Greedy Pursuit: Algorithms Show Promise in Measuring Multiphase Flow
Much study has been done on the application of ultrasound tomography to multiphase flowmeters, where a meter is configured to generate cross-sectional images of the flow inside a pipe in a noninvasive manner while still maintaining direct contact with the fluid. Reconstructing these images requires a high level of computational complexity and processing time, and the limited amount of data available can make the process more difficult.
Recent work by Saudi Aramco looked at compressed sensing—a technique that has been used in medical imaging and wireless communications—as an option that could optimize the conventional structure for data acquisition and compression in multiphase flow measurement.
Compressed sensing is a signal-processing technique where the signal being acquired is compressed at the time of sensing, capturing the useful information and condensing it into a small amount of data. The data can then be used to reconstruct the original signal back from a limited amount of measurements.
Speaking at the 2018 SPE Annual Technical Conference and Exhibition, Shamael Al-Shuhail, a technology solutions architect at Saudi Aramco, discussed her paper (SPE 191562) outlining a comparative analysis of compressed sensing algorithms against a conventional approach for image recovery performed at Saudi Aramco’s Upstream Research Center. She said the potential for improved image reconstruction can help companies more accurately quantify phase fractions in production wells.
“These are the images we want to recover. From these images, we’re able to see how much a percentage of water we have in our gas and we can look at it in a proactive manner. We can replace our dependency on separators in the gas stream,” she said.
Al-Shuhail said the use of compressed sensing in aiding image recovery builds upon previous work done on ultrasonic tomographic meters. She wrote of such meters that had been proposed over the past decade, including a multiphase flowmeter where ultrasonic sensors are installed through the pipe to form a ring-shaped array around the pipe’s circumference. Such a flowmeter allows for direct contact with the multiphase fluid without causing any disturbance to the flow passage. However, Al-Shuhail said that reconstructing an image in these systems is challenging because of the limited amount of data collected, especially in field applications.
Generally, images of natural objects have a scant representation of data when transformed into the wavelet domain, and images with few sharp edges and large smooth regions have a sparse structure. Al-Shuhail said that this makes compressed sensing a convenient reconstruction tool. Compressed sensing, she said, helps simplify the framework used for sampling and compressing data in part because it can recover the original data using a small number of measurements.

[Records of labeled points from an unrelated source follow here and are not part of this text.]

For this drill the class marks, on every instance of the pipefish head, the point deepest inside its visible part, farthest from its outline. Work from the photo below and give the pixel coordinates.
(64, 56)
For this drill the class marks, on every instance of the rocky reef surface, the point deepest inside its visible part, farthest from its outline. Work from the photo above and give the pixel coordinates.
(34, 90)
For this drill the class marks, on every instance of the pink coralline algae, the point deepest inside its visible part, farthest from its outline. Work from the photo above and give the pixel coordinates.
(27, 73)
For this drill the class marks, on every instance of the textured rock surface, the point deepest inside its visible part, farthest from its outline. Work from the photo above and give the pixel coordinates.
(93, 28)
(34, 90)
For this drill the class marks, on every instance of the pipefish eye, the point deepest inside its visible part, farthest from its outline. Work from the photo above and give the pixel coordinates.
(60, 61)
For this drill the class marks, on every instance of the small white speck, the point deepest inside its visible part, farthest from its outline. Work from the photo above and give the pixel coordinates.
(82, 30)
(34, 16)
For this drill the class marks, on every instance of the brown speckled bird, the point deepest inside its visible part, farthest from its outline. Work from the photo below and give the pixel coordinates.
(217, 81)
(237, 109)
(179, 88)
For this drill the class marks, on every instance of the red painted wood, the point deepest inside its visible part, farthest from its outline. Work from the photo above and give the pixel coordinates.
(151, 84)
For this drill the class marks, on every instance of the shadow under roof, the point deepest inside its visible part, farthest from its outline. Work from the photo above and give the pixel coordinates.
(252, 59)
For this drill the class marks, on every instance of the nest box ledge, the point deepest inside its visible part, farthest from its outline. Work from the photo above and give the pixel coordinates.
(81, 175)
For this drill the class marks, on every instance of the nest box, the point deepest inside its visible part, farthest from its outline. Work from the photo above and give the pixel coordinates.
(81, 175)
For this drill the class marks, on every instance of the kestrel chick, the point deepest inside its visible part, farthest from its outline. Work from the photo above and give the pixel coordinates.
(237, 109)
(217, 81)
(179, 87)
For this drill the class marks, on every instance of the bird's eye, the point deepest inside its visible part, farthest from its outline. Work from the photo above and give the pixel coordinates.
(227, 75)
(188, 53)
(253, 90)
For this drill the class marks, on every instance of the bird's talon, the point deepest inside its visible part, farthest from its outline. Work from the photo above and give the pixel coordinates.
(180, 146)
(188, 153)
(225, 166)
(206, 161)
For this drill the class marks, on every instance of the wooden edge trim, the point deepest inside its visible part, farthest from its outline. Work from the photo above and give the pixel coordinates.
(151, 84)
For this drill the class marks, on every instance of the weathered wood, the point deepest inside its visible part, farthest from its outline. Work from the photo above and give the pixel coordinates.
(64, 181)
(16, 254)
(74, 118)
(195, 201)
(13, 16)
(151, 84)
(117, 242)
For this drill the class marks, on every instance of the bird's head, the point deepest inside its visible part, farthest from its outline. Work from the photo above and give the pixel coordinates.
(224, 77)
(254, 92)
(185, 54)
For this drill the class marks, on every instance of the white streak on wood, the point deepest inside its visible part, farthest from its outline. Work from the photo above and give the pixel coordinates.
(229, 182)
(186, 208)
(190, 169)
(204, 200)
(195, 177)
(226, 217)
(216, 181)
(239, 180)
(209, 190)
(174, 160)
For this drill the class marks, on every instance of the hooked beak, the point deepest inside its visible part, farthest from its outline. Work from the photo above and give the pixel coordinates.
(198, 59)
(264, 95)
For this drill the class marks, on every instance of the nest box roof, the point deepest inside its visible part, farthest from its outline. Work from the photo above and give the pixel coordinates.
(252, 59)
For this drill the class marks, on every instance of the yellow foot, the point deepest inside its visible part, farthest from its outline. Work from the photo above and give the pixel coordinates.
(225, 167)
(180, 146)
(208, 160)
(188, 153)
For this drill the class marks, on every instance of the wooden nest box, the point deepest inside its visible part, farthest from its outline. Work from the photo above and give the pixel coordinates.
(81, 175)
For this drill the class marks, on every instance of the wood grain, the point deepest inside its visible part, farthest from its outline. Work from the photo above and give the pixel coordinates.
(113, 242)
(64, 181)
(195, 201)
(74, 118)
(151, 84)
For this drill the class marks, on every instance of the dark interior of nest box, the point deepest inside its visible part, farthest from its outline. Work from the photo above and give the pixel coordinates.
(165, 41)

Al-Shuhail said that there are several ways to reconstruct an original image from a small number of measurements, so consequently the means to structure compressed sensing algorithms are diverse. In her paper, she outlined Saudi Aramco’s efforts to survey three greedy pursuit algorithms and run a comparative analysis in terms of image quality and quantity performance.
Greedy pursuit algorithms are a category of compressed sensing algorithms designed to select the data that seem to be the best at any given moment. They can be described as iterative data recovery techniques: In each iteration, a local optimal solution or a signal is chosen to build an approximation, and this process gets repeated enough times until a globally optimal solution can be made. Al-Shuhail said that greedy algorithms are known to be fast because they are simple to implement compared to conventional optimization algorithms.
“We’re getting both speed and simple implementation by adopting these algorithms,” she said.
In the study, greedy algorithms all showed better recovery when the researchers increased the number of measurements used for reconstructing the image. Another test showed that reducing the number of measurements beyond a certain limit caused the image recovery to suffer substantially. Al-Shuhail wrote that the company will extend its study into enhancing image recovery while maintaining low complexity and speed, as well as validating the results to create a more accurate image.